One does not have the impression that, for Mosbacher, there is a public-private distinction. He appears to think it a good thing, a sign of progress, perhaps, that “the sexual mores of cardinals, presidents, writers, film directors and producers have all been exposed,” but does not indicate that, with respect to the public interest and to what is newsworthy, such exposure is very different from, say, arguing that “the disability rights movement has in reality made things worse for the disabled.”

Such a shallow point of view is increasingly common, and often accompanied by the dubious presupposition that one’s moral character and, in particular, one’s failings determine one’s competence in areas to which they are by no means relevant. This may be the biggest problem with Mosbacher’s approach. In a world where every public figure is fair game for “scrutiny,” it will constantly happen that people assume some nonexistent relationship between character and the thing for which a person is known in order to affirm their prejudices and impose them on others.

And this will usually be a lazy and incoherent affair, for moral values typically function as narrow perspectives whereby people perceive, evaluate, and judge others with a view to advancing their own ends. (Nothing could be more naive than the belief that the purpose of morality is to arrive at agreement or to dispel disagreement.) The man who assumes a public figure should vote Democrat does not, in most cases, ask himself whether that public figure has good reasons for not doing so. He simply considers him in terms of his own premises, then passes judgment, which may be reinforced by his intimates, or these days, by an internet mob.

It is important to understand that just as the truth of a proposition is logically independent of the character of a person who expresses it, so the competence and value of “presidents, writers, film directors,” and others are not determined or negated by their private moral failings. John Quincy Adams was not a bad president because his quarrelsome character often made him hard to get along with. Moby Dick is not a bad book because Herman Melville allegedly beat his wife. Roman Polanski is not a bad film director because of his alleged sexual assault of a 13-year-old girl. And the value of Martin Luther King Jr.’s beliefs and influence, whatever one thinks of them, cannot be determined by his private failings. (Not that, in the case of a public leader, standing by and laughing while a friend rapes a woman is not a public issue, but Garrow’s article concerns much that is not.)

I do not mean to suggest that “difficult truths” about Martin Luther King Jr. should not come out. What I object to is Mosbacher’s simplistic attitude toward what he calls “scrutiny.” Unless we want public life to be endlessly miserable and treacherous, a lot of private behavior—and yes, vice—should remain unacceptable for public scrutiny. When a law has been broken, it is to be dealt with by the criminal justice system. Moral failings that do not violate the law may merit the reproaches of one’s intimates, but not of people in general.

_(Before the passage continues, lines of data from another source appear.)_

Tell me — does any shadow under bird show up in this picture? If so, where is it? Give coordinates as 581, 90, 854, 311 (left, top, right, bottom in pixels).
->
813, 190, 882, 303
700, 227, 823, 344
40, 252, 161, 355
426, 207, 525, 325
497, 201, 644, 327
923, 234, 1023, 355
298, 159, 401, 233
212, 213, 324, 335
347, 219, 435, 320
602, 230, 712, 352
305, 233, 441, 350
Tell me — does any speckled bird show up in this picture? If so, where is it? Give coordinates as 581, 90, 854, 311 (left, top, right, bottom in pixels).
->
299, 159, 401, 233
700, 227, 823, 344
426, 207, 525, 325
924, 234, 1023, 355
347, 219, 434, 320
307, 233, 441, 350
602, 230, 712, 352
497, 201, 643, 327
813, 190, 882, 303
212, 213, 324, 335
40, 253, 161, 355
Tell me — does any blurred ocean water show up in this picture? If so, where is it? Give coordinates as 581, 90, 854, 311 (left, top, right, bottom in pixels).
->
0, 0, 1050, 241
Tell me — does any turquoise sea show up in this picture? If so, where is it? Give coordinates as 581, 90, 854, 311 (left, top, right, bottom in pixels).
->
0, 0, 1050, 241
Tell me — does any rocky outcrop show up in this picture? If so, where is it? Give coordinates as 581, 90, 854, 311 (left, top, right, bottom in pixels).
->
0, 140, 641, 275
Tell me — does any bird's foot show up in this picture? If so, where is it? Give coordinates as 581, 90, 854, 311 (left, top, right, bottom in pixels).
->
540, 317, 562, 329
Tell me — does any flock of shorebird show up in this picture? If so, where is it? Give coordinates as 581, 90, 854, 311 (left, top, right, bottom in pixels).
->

Not only should we not assume public figures should be scrutinized in private matters where others are not; we should be wary of the moral smugness implicit in such a sensibility, and of the hypocrisy it can easily allow for. What sort of world do we want to live in? Shall there be no relief from moralizing, or rather, moralism? It is a safe bet that anyone who is terribly interested in the private failings of a public figure is something less than perfect himself—although not necessarily aware of it.